So then I went to the Terminal and spent a bit of time looking at top's options. top will let you run a given number of samples with the -l option, and if you specify 0 as the sample count, you'll get an infinite number of samples. Combine this with grep to isolate the Finder from top's output, and you get the following command and output, updated every second.
robg$ top -l 0 | grep Finder
406 Finder 0.0% 0:19.09 1 134 209 7.45M 37.4M 25.0M 267M
406 Finder 0.8% 0:19.10 2 139 212 7.46M+ 38.9M+ 25.1M+ 268M+
406 Finder 7.2% 0:19.19 2 145 212 7.48M+ 38.9M+ 25.2M+ 268M+
406 Finder 9.2% 0:19.30 2 142 213 7.48M 39.6M+ 25.7M+ 269M+
406 Finder 6.6% 0:19.38 2 142 211 7.47M- 39.0M- 25.2M- 268M-
^C
So there's one relatively trivial solution -- I then resized the Terminal window to a very small size, and just let that scroll by for a while as I worked.

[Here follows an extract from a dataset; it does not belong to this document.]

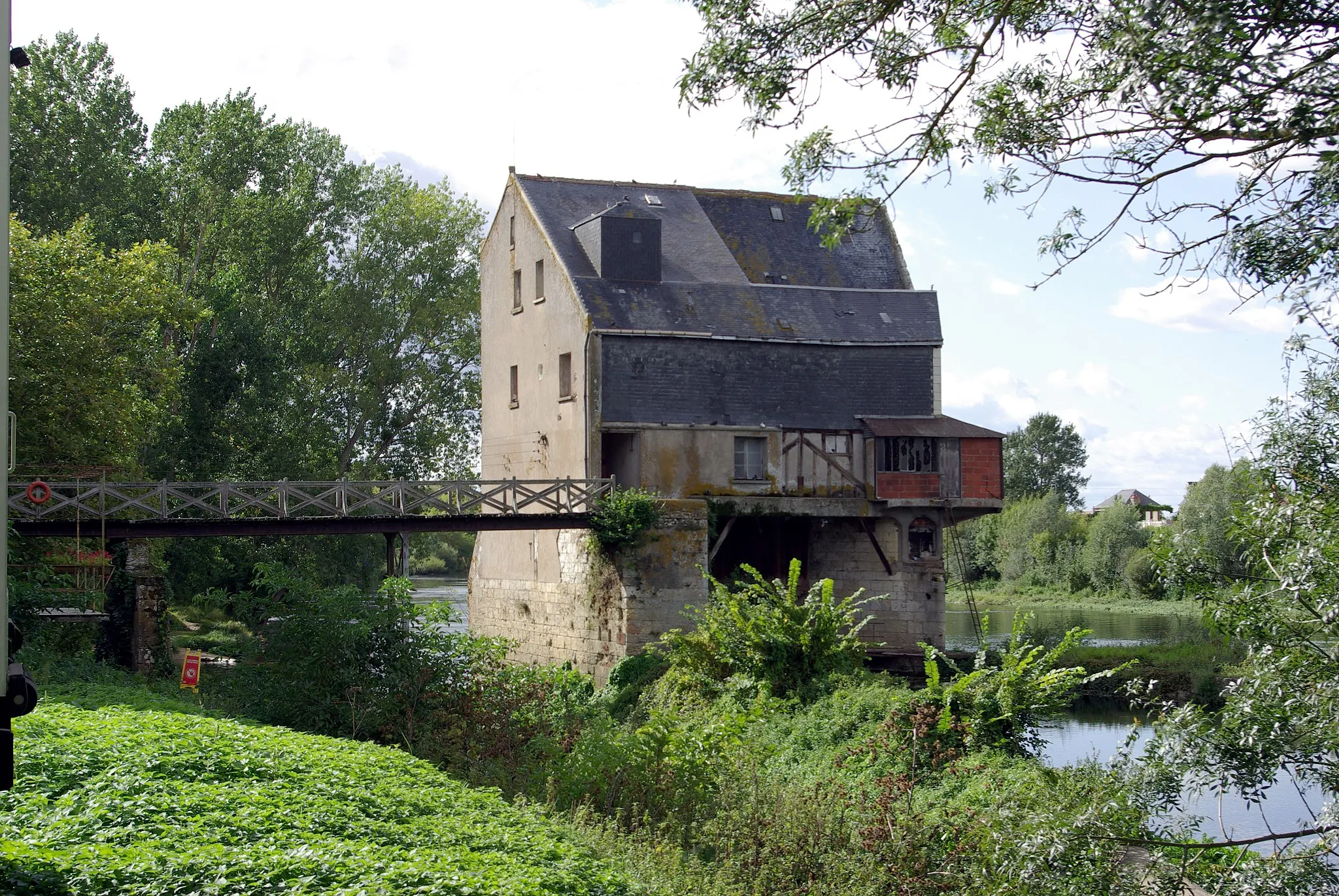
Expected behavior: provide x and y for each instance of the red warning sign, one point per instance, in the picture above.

I still wasn't quite happy, though, as this still took up a fair bit of screen real estate, and I had to be sure to make a new Terminal window when I wanted to use Terminal itself. The image at left is more like what I was after ... read the rest of the hint to see how it was created after some detective work by myself and Kirk McElhearn...I thought that GeekTool (a previous Pick of the Week selection) might be a perfect answer to this problem, as it can output Terminal commands to floating desktop windows. Ideally, I'd just be able to tell GeekTool to run top -l 1 | grep 'Finder', set that to auto-update every second, and be done with. Unforunately, top -l 1 will always return a 0.0% utilization on the one sample it runs; it's only the second and subsequent samples that return the actual utilization. So I needed a way to ignore the first reply, and focus only on the second.

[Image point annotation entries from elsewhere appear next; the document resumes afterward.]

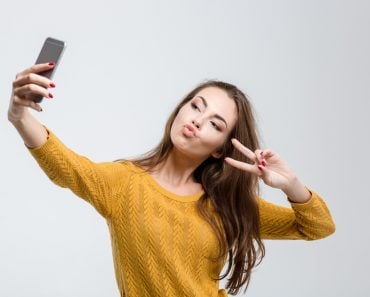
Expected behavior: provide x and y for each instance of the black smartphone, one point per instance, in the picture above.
(51, 51)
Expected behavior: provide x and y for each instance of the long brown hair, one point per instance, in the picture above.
(232, 192)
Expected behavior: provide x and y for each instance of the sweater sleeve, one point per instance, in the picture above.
(309, 221)
(100, 184)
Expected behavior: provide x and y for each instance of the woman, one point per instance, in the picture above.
(179, 213)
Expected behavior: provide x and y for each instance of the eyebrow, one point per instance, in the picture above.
(216, 115)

There were some other issues as well. I didn't want nor need the extraneous memory usage information; I was just interested in CPU usage. And the top command by itself is very CPU intensive, so you'll be loading your CPU if you run the command every second or two. So Kirk and I spent a bit of time this morning trying to put this all together to come up with the ultimate one-line GeekTool single-process monitoring tool. After some trial and error, here's what we wound up with to generate the image you saw above:
top -FR -l2 | grep Finder | grep -v 0.0% | cut -c 7-25
Here's how each piece works:
- top: Launch the top command, which shows all running processes and a bunch of information about each one.
- -FR: The F option tells top not to calculate stats on frameworks; the R option tells top not to report on the 'memory object map' for each process. The net of both of these options is that top consumes much less CPU than it does in its normal mode.
- -l 2: Run two samples in top. The first will always return 0.0%, so we need two.
- | grep Finder: Only show output containing the word Finder.
- | grep -v 0.0%: Skip any rows containing 0.0%. This effectively skips row number one (and yes, any time the Finder is at 0.0% actual usage, you'll get a blank display in GeekTool).
- | cut -c 7-25: This shows only columns 7 through 25 of the output, which are those containing the word Finder and the utilization number.